When and how are static methods suppose to be used in python?
The glib answer is: Not very often.
The even glibber but not quite as useless answer is: When they make your code more readable.
First, let's take a detour to the docs:
Static methods in Python are similar to those found in Java or C++. Also see classmethod()
for a variant that is useful for creating alternate class constructors.
So, when you need a static method in C++, you need a static method in Python, right?
Well, no.
In Java, there are no functions, just methods, so you end up creating pseudo-classes that are just bundles of static methods. The way to do the same thing in Python is to just use free functions.
That's pretty obvious. However, it's good Java style to look as hard as possible for an appropriate class to wedge a function into, so you can avoid writing those pseudo-classes, while doing the same thing is bad Python style—again, use free functions—and this is much less obvious.
C++ doesn't have the same limitation as Java, but many C++ styles are pretty similar anyway. (On the other hand, if you're a "Modern C++" programmer who's internalized the "free functions are part of a class's interface" idiom, your instincts for "where are static methods useful" are probably pretty decent for Python.)
But if you're coming at this from first principles, rather than from another language, there's a simpler way to look at things:
A @staticmethod
is basically just a global function. If you have a function foo_module.bar()
that would be more readable for some reason if it were spelled as foo_module.BazClass.bar()
, make it a @staticmethod
. If not, don't. That's really all there is to it. The only problem is building up your instincts for what's more readable to an idiomatic Python programmer.
And of course use a @classmethod
when you need access to the class, but not the instance—alternate constructors are the paradigm case for that, as the docs imply. Although you often can simulate a @classmethod
with a @staticmethod
just by explicitly referencing the class (especially when you don't have much subclassing), you shouldn't.
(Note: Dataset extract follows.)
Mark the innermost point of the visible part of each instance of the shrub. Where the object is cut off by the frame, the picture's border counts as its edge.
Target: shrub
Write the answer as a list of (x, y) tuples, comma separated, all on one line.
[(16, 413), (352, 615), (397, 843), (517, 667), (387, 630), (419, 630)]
Finally, getting to your specific question:
If the only reason clients ever need to look up data by ID is to construct an Entity
, that sounds like an implementation detail you shouldn't be exposing, and it also makes client code more complex. Just use a constructor. If you don't want to modify your __init__
(and you're right that there are good reasons you might not want to), use a @classmethod
as an alternate constructor: Entity.from_id(id_number, db_connection)
.
On the other hand, if that lookup is something that's inherently useful to clients in other cases that have nothing to do with Entity
construction, it seems like this has nothing to do with the Entity
class (or at least no more than anything else in the same module). So, just make it a free function.